On Wed, Jun 23, 2010 at 04:47:32PM +0300, [email protected] wrote:
> From: Apollon Oikonomopoulos <[email protected]>
> 
> Add doc/design-shared-storage.rst to document the proposed changes and update
> Makefile.am respectively.
> 
> Signed-off-by: Apollon Oikonomopoulos <[email protected]>
> ---
>  Makefile.am                   |    1 +
>  doc/design-shared-storage.rst |  146 
> +++++++++++++++++++++++++++++++++++++++++
>  doc/index.rst                 |    1 +
>  3 files changed, 148 insertions(+), 0 deletions(-)
>  create mode 100644 doc/design-shared-storage.rst
> 
> diff --git a/Makefile.am b/Makefile.am
> index b8ad0b2..907a36e 100644
> --- a/Makefile.am
> +++ b/Makefile.am
> @@ -171,6 +171,7 @@ docrst = \
>       doc/design-2.1.rst \
>       doc/design-2.2.rst \
>       doc/design-cluster-merger.rst \
> +     doc/design-shared-storage.rst \
>       doc/devnotes.rst \
>       doc/glossary.rst \
>       doc/hooks.rst \
> diff --git a/doc/design-shared-storage.rst b/doc/design-shared-storage.rst
> new file mode 100644
> index 0000000..7ed5864
> --- /dev/null
> +++ b/doc/design-shared-storage.rst
> @@ -0,0 +1,146 @@
> +======================================
> +Ganeti shared storage support for 2.2+
> +======================================
> +
> +This document describes the changes in Ganeti 2.2+ compared to Ganeti
> +2.2 storage model.
> +
> +.. contents:: :depth: 4
> +
> +Objective
> +=========
> +
> +The aim is to introduce support for externally mirrored, shared storage.
> +This includes two distinct disk templates:
> +
> +- Shared filesystem support using regular files typically residing on a
> +  networked or cluster filesystem (e.g.

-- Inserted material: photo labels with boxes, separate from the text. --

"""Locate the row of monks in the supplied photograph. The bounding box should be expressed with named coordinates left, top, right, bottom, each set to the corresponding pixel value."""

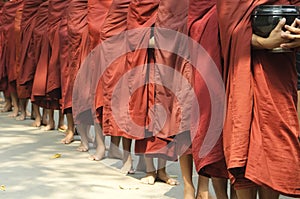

left=0, top=0, right=300, bottom=199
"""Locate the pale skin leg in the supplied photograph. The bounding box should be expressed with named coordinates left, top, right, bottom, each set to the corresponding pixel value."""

left=121, top=137, right=134, bottom=174
left=89, top=123, right=105, bottom=161
left=16, top=99, right=28, bottom=120
left=77, top=124, right=90, bottom=152
left=108, top=136, right=123, bottom=160
left=32, top=104, right=42, bottom=127
left=156, top=158, right=179, bottom=186
left=8, top=92, right=19, bottom=118
left=1, top=96, right=12, bottom=113
left=297, top=91, right=300, bottom=123
left=57, top=110, right=68, bottom=132
left=179, top=154, right=195, bottom=199
left=258, top=187, right=279, bottom=199
left=236, top=187, right=257, bottom=199
left=61, top=113, right=75, bottom=144
left=44, top=109, right=55, bottom=131
left=212, top=178, right=228, bottom=199
left=196, top=175, right=209, bottom=199
left=141, top=157, right=156, bottom=185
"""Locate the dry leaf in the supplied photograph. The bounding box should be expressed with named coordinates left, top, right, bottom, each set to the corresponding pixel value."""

left=0, top=185, right=5, bottom=191
left=119, top=185, right=139, bottom=190
left=51, top=153, right=61, bottom=159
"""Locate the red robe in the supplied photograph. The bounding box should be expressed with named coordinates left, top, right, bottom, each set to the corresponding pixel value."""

left=93, top=0, right=132, bottom=138
left=72, top=0, right=112, bottom=124
left=62, top=0, right=88, bottom=111
left=188, top=0, right=227, bottom=177
left=0, top=0, right=23, bottom=94
left=31, top=1, right=49, bottom=108
left=217, top=0, right=300, bottom=197
left=0, top=1, right=7, bottom=91
left=6, top=1, right=23, bottom=93
left=17, top=0, right=43, bottom=98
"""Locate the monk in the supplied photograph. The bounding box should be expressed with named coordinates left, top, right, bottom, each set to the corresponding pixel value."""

left=17, top=0, right=43, bottom=123
left=217, top=0, right=300, bottom=199
left=95, top=0, right=134, bottom=174
left=73, top=0, right=111, bottom=161
left=1, top=1, right=23, bottom=117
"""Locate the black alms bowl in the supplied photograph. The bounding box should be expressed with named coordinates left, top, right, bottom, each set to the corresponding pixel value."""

left=252, top=5, right=300, bottom=37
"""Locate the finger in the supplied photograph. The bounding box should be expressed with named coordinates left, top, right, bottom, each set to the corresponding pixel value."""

left=284, top=25, right=300, bottom=34
left=274, top=18, right=286, bottom=31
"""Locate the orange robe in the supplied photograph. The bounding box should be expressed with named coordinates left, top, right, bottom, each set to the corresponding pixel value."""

left=72, top=0, right=112, bottom=124
left=217, top=0, right=300, bottom=197
left=61, top=0, right=88, bottom=111
left=188, top=0, right=228, bottom=178
left=94, top=0, right=132, bottom=138
left=0, top=1, right=23, bottom=96
left=31, top=1, right=50, bottom=108
left=17, top=0, right=43, bottom=98
left=5, top=1, right=23, bottom=93
left=0, top=1, right=7, bottom=92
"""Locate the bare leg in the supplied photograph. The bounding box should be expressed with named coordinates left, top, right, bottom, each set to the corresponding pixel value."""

left=136, top=155, right=147, bottom=172
left=108, top=136, right=123, bottom=159
left=230, top=185, right=237, bottom=199
left=196, top=175, right=209, bottom=199
left=297, top=91, right=300, bottom=122
left=141, top=157, right=156, bottom=185
left=44, top=109, right=55, bottom=131
left=258, top=187, right=279, bottom=199
left=212, top=178, right=228, bottom=199
left=179, top=154, right=195, bottom=199
left=77, top=124, right=90, bottom=152
left=121, top=137, right=134, bottom=174
left=236, top=187, right=257, bottom=199
left=89, top=123, right=105, bottom=161
left=157, top=158, right=179, bottom=186
left=8, top=92, right=19, bottom=118
left=1, top=96, right=12, bottom=113
left=32, top=104, right=42, bottom=127
left=42, top=108, right=48, bottom=126
left=61, top=113, right=75, bottom=144
left=16, top=99, right=28, bottom=120
left=57, top=110, right=68, bottom=132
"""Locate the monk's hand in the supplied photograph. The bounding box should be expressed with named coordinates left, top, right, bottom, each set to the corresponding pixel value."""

left=280, top=19, right=300, bottom=49
left=252, top=18, right=290, bottom=49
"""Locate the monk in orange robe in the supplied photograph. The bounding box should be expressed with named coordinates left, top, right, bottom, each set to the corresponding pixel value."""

left=217, top=0, right=300, bottom=199
left=72, top=0, right=112, bottom=161
left=17, top=0, right=43, bottom=122
left=3, top=1, right=23, bottom=117
left=61, top=0, right=88, bottom=144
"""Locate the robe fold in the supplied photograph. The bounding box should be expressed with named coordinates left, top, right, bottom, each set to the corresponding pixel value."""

left=188, top=0, right=228, bottom=178
left=217, top=0, right=300, bottom=197
left=17, top=0, right=44, bottom=99
left=62, top=0, right=88, bottom=111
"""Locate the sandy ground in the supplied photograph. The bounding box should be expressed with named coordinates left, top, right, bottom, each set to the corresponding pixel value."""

left=0, top=98, right=296, bottom=199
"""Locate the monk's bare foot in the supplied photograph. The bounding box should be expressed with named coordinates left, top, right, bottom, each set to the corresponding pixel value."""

left=32, top=117, right=42, bottom=127
left=107, top=144, right=123, bottom=160
left=76, top=142, right=89, bottom=152
left=89, top=142, right=105, bottom=161
left=121, top=155, right=135, bottom=174
left=183, top=185, right=195, bottom=199
left=61, top=130, right=74, bottom=144
left=156, top=169, right=179, bottom=186
left=43, top=121, right=55, bottom=131
left=141, top=171, right=156, bottom=185
left=0, top=104, right=12, bottom=113
left=136, top=156, right=146, bottom=172
left=16, top=113, right=26, bottom=121
left=57, top=124, right=68, bottom=133
left=8, top=108, right=19, bottom=118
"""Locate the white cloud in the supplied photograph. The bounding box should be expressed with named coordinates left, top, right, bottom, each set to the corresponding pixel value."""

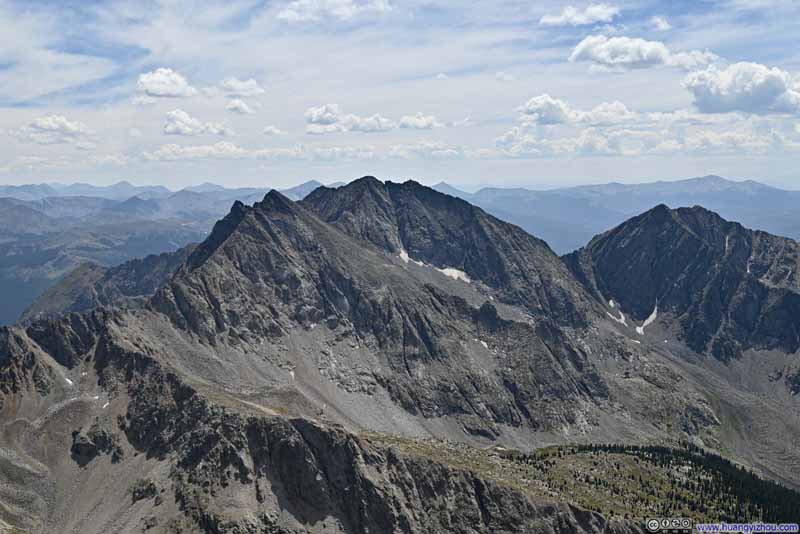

left=494, top=70, right=517, bottom=82
left=219, top=78, right=266, bottom=97
left=142, top=141, right=248, bottom=161
left=225, top=98, right=254, bottom=115
left=388, top=140, right=465, bottom=159
left=11, top=115, right=92, bottom=148
left=650, top=16, right=672, bottom=32
left=539, top=4, right=619, bottom=26
left=142, top=141, right=375, bottom=161
left=277, top=0, right=392, bottom=22
left=304, top=104, right=397, bottom=135
left=136, top=67, right=197, bottom=98
left=520, top=93, right=576, bottom=124
left=684, top=130, right=772, bottom=154
left=683, top=63, right=800, bottom=114
left=263, top=125, right=288, bottom=135
left=569, top=35, right=719, bottom=70
left=519, top=93, right=641, bottom=125
left=164, top=109, right=233, bottom=136
left=400, top=112, right=444, bottom=130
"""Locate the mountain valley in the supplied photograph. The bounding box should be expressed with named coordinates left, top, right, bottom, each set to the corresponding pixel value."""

left=0, top=177, right=800, bottom=532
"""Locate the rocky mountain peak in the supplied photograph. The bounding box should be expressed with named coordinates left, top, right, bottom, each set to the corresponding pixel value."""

left=565, top=205, right=800, bottom=359
left=301, top=177, right=592, bottom=324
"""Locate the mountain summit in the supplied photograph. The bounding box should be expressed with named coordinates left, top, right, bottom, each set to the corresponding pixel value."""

left=0, top=182, right=800, bottom=534
left=566, top=205, right=800, bottom=359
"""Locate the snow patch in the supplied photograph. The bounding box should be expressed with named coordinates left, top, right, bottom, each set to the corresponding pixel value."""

left=436, top=267, right=472, bottom=284
left=606, top=310, right=628, bottom=326
left=636, top=303, right=658, bottom=336
left=400, top=248, right=425, bottom=267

NFS, AFS, Ceph, OCFS2, etc.).
> +- Shared block device support, with instance images being shared block
> +  devices, typically LUNs residing on a SAN appliance or remote iSCSI
> +  targets.
> +
> +Background
> +==========
> +DRBD is the only shared storage supported by Ganeti. DRBD offers the
> +advantages of high availability with commodity hardware at the cost of
> +high network I/O for block-level synchronization between hosts. DRBD's
> +master-slave model has greatly influenced Ganeti's design, primarily by
> +introducing the concept of primary and secondary nodes and thus defining
> +an instance's mobility domain.
> +
> +Although DRBD has many advantages, many sites choose to use networked
> +storage appliances for Virtual Machine hosting, such as SAN and/or NAS,
> +which provide shared storage without the administrative overhead of DRBD
> +nor the limitation of a 1:1 master-slave setup. Furthermore, new
> +distributed filesystems such as Ceph are becoming viable alternatives to
> +expensive storage appliances. Support for both modes of operation, i.e.
> +shared block storage and shared file storage backend would make Ganeti a
> +robust choice for high-availability virtualization clusters.
> +
> +Throughout this document, the term "externally mirrored storage" will
> +refer to both modes of shared storage, suggesting that Ganeti does not
> +need to take care about the mirroring process from one host to another.
> +
> +Use cases
> +=========
> +We consider the following use cases:
> +
> +- A virtualization cluster with FibreChannel shared storage, mapping 1+
> +  LUN per instance to the whole cluster
> +- A virtualization cluster with instance images stored as files on an
> +  NFS server
> +- A virtualization cluster storing instance images on a Ceph cluster
> +
> +Design Overview
> +===============
> +
> +The design entails the following procedures:
> +
> +- Refactoring of all code referring to constants.DTS_NET_MIRROR
> +- Obsolescence of the primary-secondary concept for externally mirrored
> +  storage.
> +- Introduction of a disk template and a storage class for shared block
> +  device backends, providing methods for the various stages of a block
> +  device's and instance's life-cycle. In order to provide storage
> +  provisioning capabilities for various SAN appliances, external helpers
> +  in the form of a "storage driver" will be possibly introduced as well.
> +- Introduction of a shared file storage disk template for use with networked
> +  filesystems.
> +
> +Refactoring of all code referring to constants.DTS_NET_MIRROR
> +=============================================================
> +
> +Currently, all storage-related decision-making depends on a number of
> +frozensets in lib/constants.py, typically constants.DTS_NET_MIRROR.
> +However, constants.DTS_NET_MIRROR is used to signify two different
> +attributes:
> +
> +- A storage device that is shared
> +- A storage device whose mirroring is supervised by Ganeti
> +
> +We propose the introduction of two new frozensets to ease
> +decision-making:
> +
> +- constants.DTS_EXT_MIRROR, holding externally mirrored disk templates
> +- constants.DTS_MIRRORED, being a union of constants.DTS_EXT_MIRROR and
> +  DTS_NET_MIRROR.

At this point, I wonder if it doesn't make sense to rename
DTS_NET_MIRROR to DTS_INT_MIRROR (as in, internally managed).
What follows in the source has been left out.